The clarified bouillon, consommé, is a dish that even the most experienced chefs often struggle with. This labor-intensive process involves constantly skimming the impurities off the surface of the clear broth, until you have a perfectly transparent liquid.

Croissants

Baking the perfect flaky, buttery croissant will take you at least two days. Two days of endlessly rolling, folding, resting, and chilling this rich dough. Making croissants is a drawn-out, delicate process, which no amateur baker should attempt to undertake without lots of guidance, step-by-step images, plenty of patience, and a significant amount of spare time.

Eggs Benedict

This seemingly simple breakfast dish has the ability to take a dramatically upsetting turn. Toasting the English muffin and slicing some ham is simple, but perfectly poaching the eggs, and making a hollandaise without it splitting are two rather more difficult challenges.

Mille-Feuille

Mille-Feuille may look like a simple dessert with its three layers of pastry, separated by a vanilla pastry cream, and maybe some fresh berries, but it's far from easy to perfect. The pastry in this French treat is called pâte feuilletée, which the professionals deem to be one of the most difficult pastries to make. If the professionals say it's a struggle, we suggest you don't try it at home.

Oeufs Perigourdins

Anthony Bourdain's dish is a high-risk one to begin with, due to its expensive ingredients. An egg is stuffed with truffles, before being coated in an egg white batter and deep-fried in duck fat. There are numerous places where this recipe could go wrong, leading to lots of upset, and wasted truffles.

Princess Cake

This 14-stage, six-part recipe involves making marzipan, fondant roses, a genoise sponge, fresh jam, and vanilla custard, and is, in reality, distressingly difficult. We recommend that you don't waste several days trying to put this Swedish cake together, and take a trip to Stockholm if you want to try a slice instead.

Salt-Crusted Fish

A simple whole-baked, salt-crusted fish is one of the best ways to enjoy fresh fish. Peeling away the protective white shell to reveal a beautifully cooked fish underneath is a chef's favorite magic trick. However, if you don't pack the salt and egg-white shell together tight enough, the salt crystals can leak into the fish, imparting far too much of their flavor, so that your meal becomes inedible.

Soufflé

If you're making a soufflé, there are two fatal things that can go wrong: It could not rise at all and remain a flat, underwhelming mush of whipped eggs, or it could rise perfectly in the oven, only to fall flat into a sunken mess as soon as you take it out.
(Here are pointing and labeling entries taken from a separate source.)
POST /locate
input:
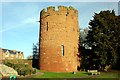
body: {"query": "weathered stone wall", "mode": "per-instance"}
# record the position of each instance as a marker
(59, 33)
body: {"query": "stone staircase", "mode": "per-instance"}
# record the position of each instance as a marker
(7, 71)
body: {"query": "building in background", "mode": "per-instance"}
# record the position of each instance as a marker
(10, 54)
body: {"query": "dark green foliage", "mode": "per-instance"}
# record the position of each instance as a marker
(104, 40)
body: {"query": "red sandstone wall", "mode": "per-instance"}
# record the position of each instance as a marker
(62, 30)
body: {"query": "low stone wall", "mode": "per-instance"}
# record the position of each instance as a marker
(7, 71)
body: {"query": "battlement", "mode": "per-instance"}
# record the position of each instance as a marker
(62, 10)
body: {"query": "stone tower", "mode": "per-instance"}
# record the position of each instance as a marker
(59, 38)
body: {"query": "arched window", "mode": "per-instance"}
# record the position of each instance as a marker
(62, 50)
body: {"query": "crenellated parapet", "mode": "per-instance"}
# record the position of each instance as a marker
(62, 10)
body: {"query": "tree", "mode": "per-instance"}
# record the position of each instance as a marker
(103, 37)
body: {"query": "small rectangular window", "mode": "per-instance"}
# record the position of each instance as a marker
(47, 26)
(62, 50)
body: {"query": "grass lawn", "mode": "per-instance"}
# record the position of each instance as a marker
(61, 75)
(112, 74)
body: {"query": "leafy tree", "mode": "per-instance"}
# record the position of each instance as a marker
(103, 37)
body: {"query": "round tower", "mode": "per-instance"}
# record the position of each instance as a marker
(59, 38)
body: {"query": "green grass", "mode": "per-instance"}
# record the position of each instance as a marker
(77, 75)
(61, 75)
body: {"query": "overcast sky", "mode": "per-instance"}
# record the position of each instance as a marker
(19, 27)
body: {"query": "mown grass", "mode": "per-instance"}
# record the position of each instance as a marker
(61, 75)
(77, 75)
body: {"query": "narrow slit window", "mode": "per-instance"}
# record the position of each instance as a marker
(47, 26)
(62, 50)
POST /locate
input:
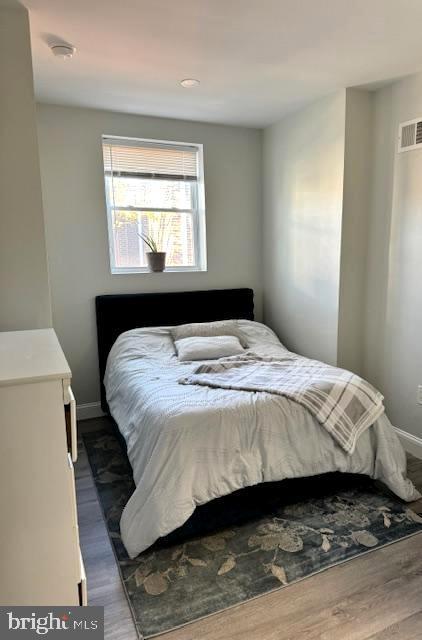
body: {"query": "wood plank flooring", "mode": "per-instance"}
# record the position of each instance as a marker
(375, 597)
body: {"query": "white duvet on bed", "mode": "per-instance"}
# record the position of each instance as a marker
(188, 445)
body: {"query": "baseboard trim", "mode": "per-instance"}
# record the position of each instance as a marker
(89, 410)
(412, 444)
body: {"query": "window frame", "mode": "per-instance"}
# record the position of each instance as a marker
(198, 211)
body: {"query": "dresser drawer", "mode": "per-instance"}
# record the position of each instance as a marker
(70, 417)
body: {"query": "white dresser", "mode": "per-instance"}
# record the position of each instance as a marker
(40, 559)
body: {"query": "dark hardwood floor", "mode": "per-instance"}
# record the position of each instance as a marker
(375, 597)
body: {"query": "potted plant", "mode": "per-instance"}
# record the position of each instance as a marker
(156, 259)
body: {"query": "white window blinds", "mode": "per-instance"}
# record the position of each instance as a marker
(129, 158)
(156, 189)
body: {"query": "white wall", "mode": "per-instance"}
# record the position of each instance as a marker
(394, 295)
(303, 161)
(354, 231)
(24, 286)
(76, 226)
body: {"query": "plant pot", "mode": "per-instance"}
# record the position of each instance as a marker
(156, 260)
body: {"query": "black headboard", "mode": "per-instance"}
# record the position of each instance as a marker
(119, 313)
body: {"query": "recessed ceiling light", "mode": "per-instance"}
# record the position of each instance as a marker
(188, 83)
(63, 51)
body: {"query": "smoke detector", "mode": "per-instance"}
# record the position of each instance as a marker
(63, 51)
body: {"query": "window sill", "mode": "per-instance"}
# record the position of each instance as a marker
(145, 270)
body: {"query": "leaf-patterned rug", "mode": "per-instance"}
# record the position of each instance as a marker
(281, 533)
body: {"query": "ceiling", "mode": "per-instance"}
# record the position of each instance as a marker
(256, 59)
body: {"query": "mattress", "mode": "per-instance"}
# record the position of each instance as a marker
(190, 444)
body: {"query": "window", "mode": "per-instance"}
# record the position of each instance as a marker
(154, 188)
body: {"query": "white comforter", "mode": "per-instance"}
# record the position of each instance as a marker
(188, 445)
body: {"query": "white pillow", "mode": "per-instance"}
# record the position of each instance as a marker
(207, 347)
(218, 328)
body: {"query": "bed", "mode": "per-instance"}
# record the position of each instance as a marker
(190, 445)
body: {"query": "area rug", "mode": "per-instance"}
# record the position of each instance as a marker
(302, 528)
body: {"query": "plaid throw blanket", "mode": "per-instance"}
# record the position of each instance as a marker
(344, 404)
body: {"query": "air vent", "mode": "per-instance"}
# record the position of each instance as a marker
(410, 135)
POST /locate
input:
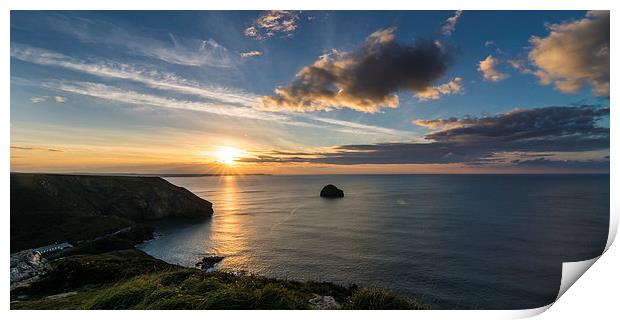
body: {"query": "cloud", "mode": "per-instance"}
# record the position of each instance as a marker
(366, 79)
(450, 24)
(115, 94)
(488, 68)
(37, 99)
(193, 52)
(433, 93)
(60, 99)
(167, 81)
(543, 162)
(147, 76)
(272, 23)
(573, 55)
(251, 54)
(475, 141)
(35, 149)
(178, 50)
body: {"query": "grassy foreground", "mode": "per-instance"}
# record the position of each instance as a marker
(131, 279)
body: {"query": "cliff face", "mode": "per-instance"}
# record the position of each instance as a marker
(47, 207)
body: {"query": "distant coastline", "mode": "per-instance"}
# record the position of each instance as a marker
(163, 175)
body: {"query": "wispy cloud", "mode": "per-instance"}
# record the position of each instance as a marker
(178, 50)
(115, 94)
(111, 93)
(450, 24)
(251, 54)
(476, 141)
(60, 99)
(147, 76)
(20, 148)
(224, 100)
(453, 86)
(38, 99)
(272, 23)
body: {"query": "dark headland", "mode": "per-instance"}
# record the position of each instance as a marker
(103, 217)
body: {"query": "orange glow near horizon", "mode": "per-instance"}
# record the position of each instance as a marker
(228, 155)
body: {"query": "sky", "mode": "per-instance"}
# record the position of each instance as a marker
(310, 92)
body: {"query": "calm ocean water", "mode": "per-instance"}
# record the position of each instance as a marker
(455, 241)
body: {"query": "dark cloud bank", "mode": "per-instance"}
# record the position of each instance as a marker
(479, 141)
(366, 79)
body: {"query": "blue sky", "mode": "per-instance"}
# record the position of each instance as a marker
(103, 88)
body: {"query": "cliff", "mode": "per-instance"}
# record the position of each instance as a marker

Serving soufflés at a dinner party is a risky move, unless you have a professional oven, and the most delicate of folding techniques.

Turducken

This decadent dish of a turkey stuffed with a duck, stuffed with a chicken, is not a meal which should ever be seen in anybody's home kitchen. Not only will it likely not fit in your oven, but the delicate process of removing certain bones from the birds so that they fit inside one another perfectly, without losing their body shape, is a skill best left to the experts. If you do manage to slot them all together, you then need to somehow make sure they're all cooked through, but that nothing is overcooked. An impossible task.